Seit mehreren Wochen gibt es nach Medienberichten eine bundesweite Serie mutmaßlich rechtsextremer Gewaltdrohungen gegen Politiker und andere öffentlich herausgehobene Personen. Es gehe um mehr als 100 verschickte E-Mails, die mit "Nationalsozialistische Offensive", "NSU 2.0" oder "Wehrmacht" unterzeichnet worden seien, berichteten am Mittwochabend die Süddeutsche Zeitung und der NDR. Darunter seien auch Bombendrohungen. Bei Durchsuchungen seien aber bisher keine Bomben gefunden worden.

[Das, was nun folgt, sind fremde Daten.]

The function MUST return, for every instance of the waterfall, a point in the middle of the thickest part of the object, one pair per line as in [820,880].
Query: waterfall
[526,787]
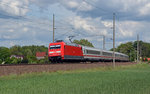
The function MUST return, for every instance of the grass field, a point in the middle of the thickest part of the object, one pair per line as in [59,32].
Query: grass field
[133,79]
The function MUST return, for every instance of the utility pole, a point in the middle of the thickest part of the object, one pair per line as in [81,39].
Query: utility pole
[103,42]
[53,27]
[137,48]
[114,40]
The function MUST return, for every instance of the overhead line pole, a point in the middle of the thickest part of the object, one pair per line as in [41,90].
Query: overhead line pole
[103,42]
[53,28]
[137,48]
[114,40]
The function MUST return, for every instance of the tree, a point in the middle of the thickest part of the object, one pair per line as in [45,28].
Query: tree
[4,53]
[83,42]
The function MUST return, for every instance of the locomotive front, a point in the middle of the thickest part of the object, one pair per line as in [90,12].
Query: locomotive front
[55,51]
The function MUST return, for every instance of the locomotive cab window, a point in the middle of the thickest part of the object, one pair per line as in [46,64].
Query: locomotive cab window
[55,47]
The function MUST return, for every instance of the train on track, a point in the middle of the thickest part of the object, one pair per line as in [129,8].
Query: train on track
[60,51]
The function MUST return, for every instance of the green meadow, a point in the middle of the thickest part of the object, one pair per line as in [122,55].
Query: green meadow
[133,79]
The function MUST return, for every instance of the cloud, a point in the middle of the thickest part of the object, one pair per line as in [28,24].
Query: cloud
[14,7]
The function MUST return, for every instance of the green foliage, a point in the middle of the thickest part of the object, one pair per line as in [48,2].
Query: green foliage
[1,61]
[83,42]
[28,52]
[4,53]
[123,81]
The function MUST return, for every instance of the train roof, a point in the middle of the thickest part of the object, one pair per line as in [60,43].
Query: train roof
[92,48]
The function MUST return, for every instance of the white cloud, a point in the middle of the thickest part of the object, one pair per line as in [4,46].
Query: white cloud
[14,7]
[145,10]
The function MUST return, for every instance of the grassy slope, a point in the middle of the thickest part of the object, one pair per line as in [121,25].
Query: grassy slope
[131,80]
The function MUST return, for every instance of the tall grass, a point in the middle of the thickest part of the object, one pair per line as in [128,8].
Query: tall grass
[121,80]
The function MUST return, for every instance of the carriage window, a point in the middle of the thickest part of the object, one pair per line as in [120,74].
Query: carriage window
[93,52]
[55,47]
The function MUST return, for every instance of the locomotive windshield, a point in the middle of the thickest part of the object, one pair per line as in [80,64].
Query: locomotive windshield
[55,47]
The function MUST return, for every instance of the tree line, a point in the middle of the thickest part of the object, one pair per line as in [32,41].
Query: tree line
[29,52]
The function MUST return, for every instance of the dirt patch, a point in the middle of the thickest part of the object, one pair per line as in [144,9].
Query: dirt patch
[21,69]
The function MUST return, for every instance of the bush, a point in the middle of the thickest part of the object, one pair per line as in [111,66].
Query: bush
[1,61]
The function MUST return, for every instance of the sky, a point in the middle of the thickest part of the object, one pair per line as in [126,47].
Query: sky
[30,22]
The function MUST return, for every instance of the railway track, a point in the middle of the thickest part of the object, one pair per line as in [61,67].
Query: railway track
[34,68]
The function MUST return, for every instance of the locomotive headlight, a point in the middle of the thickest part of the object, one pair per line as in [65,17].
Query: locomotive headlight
[51,52]
[58,51]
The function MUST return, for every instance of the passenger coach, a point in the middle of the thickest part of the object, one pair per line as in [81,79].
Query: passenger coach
[61,51]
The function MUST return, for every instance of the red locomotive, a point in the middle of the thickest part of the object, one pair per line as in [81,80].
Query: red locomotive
[61,51]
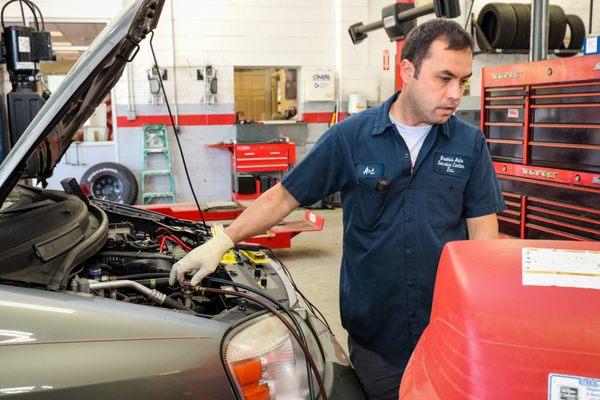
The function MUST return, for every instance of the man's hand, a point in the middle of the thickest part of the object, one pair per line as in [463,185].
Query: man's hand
[205,257]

Justizzentren und öffentliche Einrichtungen betroffen

Mindestens fünfzehn Mal sollen seit Dezember Bombendrohungen mit dem Absender "Nationalsozialistische Offensive" auch bei Gerichten oder Justizzentren eingegangen sein, unter anderem bei der Staatsanwaltschaft in Frankfurt, beim Oberlandesgericht München, dem Oberlandesgericht Bamberg, aber auch beim Flughafen Hamburg. Den Berichten zufolge haben sich die Generalstaatsanwälte der Länder geeinigt, die Ermittlungen gebündelt bei der Berliner Staatsanwaltschaft zu führen. Ermittelt wird laut den Medien wegen des Vorwurfs der räuberischen Erpressung, der Volksverhetzung und der Störung des öffentlichen Friedens durch Androhung von Straftaten. 

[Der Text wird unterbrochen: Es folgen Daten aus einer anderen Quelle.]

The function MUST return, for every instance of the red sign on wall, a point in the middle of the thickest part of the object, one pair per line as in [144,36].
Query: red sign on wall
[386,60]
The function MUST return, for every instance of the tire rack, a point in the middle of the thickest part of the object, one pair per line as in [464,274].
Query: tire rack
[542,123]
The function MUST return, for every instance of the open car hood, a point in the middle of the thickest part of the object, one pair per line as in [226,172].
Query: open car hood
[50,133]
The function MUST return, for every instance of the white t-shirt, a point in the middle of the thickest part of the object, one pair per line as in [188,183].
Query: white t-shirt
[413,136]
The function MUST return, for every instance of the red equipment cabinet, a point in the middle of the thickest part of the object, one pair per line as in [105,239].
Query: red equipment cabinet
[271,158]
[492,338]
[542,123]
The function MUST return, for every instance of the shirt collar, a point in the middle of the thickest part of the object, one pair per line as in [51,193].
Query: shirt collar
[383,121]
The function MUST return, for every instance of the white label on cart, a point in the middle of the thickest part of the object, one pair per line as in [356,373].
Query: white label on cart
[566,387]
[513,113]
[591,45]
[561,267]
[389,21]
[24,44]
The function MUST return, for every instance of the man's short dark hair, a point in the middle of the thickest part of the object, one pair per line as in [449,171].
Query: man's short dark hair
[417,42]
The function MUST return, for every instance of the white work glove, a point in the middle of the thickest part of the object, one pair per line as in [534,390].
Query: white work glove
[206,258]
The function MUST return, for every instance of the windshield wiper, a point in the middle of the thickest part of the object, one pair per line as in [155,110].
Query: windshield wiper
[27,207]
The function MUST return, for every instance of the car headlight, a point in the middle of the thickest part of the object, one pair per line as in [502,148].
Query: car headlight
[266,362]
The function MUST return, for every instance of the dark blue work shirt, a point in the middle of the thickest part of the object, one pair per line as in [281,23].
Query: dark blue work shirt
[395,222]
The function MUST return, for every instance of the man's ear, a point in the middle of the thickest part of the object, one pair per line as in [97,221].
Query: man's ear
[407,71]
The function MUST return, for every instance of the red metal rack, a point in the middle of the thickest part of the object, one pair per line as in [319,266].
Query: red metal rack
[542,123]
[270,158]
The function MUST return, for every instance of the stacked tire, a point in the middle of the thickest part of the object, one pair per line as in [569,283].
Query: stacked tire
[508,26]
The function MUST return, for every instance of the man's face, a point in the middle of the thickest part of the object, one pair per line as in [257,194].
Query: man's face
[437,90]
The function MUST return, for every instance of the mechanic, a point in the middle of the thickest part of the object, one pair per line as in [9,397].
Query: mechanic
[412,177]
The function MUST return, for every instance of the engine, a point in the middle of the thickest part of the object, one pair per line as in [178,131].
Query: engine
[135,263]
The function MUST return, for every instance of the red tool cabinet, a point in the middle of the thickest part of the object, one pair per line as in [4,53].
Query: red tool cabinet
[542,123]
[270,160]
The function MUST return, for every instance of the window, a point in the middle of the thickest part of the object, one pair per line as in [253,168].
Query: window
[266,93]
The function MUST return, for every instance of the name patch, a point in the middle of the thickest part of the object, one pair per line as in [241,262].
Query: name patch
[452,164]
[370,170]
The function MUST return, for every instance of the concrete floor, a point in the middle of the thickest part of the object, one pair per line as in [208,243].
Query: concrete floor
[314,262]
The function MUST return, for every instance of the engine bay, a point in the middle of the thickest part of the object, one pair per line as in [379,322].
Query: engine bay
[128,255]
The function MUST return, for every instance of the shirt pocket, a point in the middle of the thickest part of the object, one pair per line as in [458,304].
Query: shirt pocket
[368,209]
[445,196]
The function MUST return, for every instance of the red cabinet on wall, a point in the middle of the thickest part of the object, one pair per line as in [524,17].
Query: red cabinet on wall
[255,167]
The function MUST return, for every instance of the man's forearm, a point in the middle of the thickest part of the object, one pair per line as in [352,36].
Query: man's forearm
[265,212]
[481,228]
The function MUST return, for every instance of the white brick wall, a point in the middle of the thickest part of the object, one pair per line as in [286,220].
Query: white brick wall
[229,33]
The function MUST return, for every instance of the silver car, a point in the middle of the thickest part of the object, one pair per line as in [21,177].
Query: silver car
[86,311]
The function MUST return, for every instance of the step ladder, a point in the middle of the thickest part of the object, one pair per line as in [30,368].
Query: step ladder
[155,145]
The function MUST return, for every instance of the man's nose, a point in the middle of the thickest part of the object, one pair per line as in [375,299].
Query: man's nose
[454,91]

Helene Fischer wegen Chemnitz-Äußerungen bedroht

Die persönlich adressierten Schreiben seien von unterschiedlichen Mailkonten verschickt worden, in der Wortwahl aber so ähnlich, dass die Ermittler einen Zusammenhang vermuteten, meldeten die Medien. Es gehe gegen Politiker, Anwälte, Journalisten, den Zentralrat der Juden, aber auch die Sängerin Helene Fischer, die sich nach den Ausschreitungen in Chemnitz kritisch geäußert hatte. Eine Mail sei am Dienstag der Bundestagsabgeordneten Martina Renner (Linke) zugegangen, hieß es. Ob dahinter jedoch stets dieselben Personen steckten oder auch Trittbrettfahrer, sei unklar.